Woodworking Tool Tips: The Jointer

Do you struggle making your glue up joints perfectly straight? Perhaps you have trouble creating invisible glue lines on your projects. An easy way to remedy this problem is with a jointer. Once you have a jointer in your wood shop, you will never remember how you created any project without one!

Because a jointer is not considered one of the essential, bare minimum tools you may want to wait until you have the basics of your wood shop in place before you consider the addition of a jointer.

An experienced wood worker will tell you that you can create beautiful projects without a jointer, but it is much easier to create a professional finished look with this tool.

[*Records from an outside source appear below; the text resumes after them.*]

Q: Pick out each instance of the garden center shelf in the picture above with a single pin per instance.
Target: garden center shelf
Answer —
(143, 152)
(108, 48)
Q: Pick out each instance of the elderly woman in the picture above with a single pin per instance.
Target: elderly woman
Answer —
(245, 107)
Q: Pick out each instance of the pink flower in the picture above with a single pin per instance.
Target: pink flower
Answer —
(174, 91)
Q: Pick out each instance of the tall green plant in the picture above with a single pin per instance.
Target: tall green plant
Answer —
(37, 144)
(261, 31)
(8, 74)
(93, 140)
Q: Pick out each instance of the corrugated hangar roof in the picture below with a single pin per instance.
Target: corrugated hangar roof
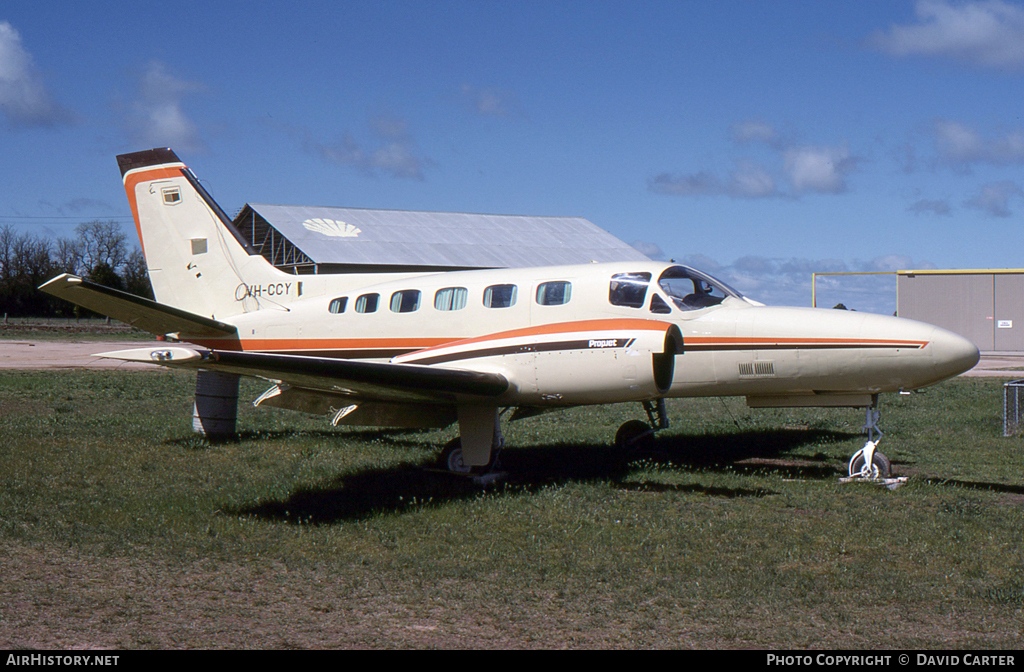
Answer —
(344, 238)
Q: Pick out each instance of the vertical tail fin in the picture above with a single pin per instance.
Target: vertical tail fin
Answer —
(198, 261)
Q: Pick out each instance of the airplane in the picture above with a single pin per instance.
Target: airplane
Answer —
(431, 349)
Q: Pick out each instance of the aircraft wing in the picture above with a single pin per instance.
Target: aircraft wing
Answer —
(135, 310)
(361, 380)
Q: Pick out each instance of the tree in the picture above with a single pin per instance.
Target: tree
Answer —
(136, 275)
(102, 242)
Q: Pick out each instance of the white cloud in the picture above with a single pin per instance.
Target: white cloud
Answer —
(993, 199)
(988, 34)
(24, 99)
(156, 116)
(395, 153)
(960, 145)
(751, 180)
(821, 169)
(491, 101)
(748, 181)
(650, 250)
(934, 207)
(753, 131)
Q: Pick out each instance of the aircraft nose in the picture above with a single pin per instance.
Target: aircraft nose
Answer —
(951, 353)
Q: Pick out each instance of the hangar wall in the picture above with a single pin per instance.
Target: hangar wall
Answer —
(985, 306)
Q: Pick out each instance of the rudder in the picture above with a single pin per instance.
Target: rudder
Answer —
(198, 261)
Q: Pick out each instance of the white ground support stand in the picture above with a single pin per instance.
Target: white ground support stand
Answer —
(867, 463)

A jointer does just what its name implies. It is a tool that creates perfectly straight edges and ends that can be glued up to create perfect, seamless joints. This in itself is an excellent reason to own a jointer, because it can be very frustrating to try and make perfect joints without one, however, a jointer can do so much more.

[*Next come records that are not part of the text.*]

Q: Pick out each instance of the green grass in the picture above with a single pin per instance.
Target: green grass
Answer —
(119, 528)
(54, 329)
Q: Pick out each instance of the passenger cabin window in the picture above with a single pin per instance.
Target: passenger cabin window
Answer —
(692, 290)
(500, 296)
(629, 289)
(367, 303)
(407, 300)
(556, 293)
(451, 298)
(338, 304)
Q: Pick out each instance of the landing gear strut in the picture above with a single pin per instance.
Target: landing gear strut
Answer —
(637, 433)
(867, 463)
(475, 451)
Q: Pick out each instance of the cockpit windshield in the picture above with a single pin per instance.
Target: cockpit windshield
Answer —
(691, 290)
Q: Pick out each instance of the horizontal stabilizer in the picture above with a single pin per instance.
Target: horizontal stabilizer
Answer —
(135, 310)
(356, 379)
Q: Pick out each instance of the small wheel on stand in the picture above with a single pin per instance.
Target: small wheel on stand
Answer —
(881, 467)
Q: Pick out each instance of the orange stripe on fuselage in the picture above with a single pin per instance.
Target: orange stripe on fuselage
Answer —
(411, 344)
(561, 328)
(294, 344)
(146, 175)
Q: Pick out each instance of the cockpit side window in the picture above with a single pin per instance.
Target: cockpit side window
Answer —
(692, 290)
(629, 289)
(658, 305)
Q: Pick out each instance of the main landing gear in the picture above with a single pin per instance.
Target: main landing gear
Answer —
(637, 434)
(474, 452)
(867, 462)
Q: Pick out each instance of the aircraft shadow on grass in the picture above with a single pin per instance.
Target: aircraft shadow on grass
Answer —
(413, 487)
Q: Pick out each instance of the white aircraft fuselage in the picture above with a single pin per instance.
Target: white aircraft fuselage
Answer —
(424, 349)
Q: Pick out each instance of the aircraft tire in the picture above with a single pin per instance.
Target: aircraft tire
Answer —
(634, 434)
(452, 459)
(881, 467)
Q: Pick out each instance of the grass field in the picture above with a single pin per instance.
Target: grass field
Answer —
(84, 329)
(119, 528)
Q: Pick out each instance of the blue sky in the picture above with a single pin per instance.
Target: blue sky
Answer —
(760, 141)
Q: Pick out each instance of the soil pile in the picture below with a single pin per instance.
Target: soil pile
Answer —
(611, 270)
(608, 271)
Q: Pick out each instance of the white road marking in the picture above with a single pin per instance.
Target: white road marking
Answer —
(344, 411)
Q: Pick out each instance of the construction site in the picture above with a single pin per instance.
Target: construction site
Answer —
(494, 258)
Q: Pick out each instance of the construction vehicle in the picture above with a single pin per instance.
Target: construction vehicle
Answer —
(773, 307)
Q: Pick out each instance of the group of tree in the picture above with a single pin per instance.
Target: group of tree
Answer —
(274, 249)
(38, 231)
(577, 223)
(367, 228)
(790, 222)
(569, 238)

Jointers can also be used as thickness planers with relatively good results. This tool is most effective in this manner in creating smooth boards or facing boards. The jointer is also perfectly suited for rabbeting, which is creating a step cut on the face of a board. This can be accomplished by removing the guard on the first blade. If you have a thickness planer in your shop as well as a jointer, you will likely use the jointer first to create a smooth edge before feeding the material into the planer. These two tools complement each other very well.

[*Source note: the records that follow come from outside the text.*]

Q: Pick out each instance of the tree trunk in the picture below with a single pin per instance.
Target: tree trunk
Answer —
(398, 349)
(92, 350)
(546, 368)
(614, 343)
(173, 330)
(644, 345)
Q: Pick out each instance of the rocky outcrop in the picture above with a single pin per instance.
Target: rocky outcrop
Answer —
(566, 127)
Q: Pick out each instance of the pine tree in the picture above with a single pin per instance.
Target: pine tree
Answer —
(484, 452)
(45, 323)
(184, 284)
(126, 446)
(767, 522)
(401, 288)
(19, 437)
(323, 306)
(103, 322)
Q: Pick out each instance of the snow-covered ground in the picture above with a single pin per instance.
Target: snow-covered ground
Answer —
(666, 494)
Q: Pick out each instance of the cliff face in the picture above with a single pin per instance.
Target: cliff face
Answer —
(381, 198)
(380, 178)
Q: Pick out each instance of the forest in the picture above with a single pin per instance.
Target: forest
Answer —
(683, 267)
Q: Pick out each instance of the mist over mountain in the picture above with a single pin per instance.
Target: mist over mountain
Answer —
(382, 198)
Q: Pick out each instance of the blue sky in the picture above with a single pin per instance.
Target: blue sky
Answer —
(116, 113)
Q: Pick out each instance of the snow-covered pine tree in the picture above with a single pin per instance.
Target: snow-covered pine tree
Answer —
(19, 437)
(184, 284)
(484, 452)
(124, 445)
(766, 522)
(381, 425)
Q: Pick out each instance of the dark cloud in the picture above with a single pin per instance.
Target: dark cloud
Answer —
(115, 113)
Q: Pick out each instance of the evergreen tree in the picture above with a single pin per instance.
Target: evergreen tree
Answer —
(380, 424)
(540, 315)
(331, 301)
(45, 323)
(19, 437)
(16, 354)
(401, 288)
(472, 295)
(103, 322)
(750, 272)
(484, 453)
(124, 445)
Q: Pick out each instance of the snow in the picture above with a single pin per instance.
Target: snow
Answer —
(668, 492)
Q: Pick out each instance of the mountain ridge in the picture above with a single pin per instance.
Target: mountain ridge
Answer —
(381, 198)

A jointer is made up of three blades. The front blade can be easily adjusted to account for various depths of the cuts. You can choose between a bench top jointer and a free standing jointer. For a suitable home use, you will want to get a jointer that falls into the 4 to 8 inch range; however you can find jointers that are 12 inches.

It is important to consider the length of a jointer before choosing one for your shop. If you plan on cutting long material, you will require a larger jointer that has a longer table area. If you plan on using this tool a great deal, purchase the largest one, with as much power as you can afford and will fit into your shop.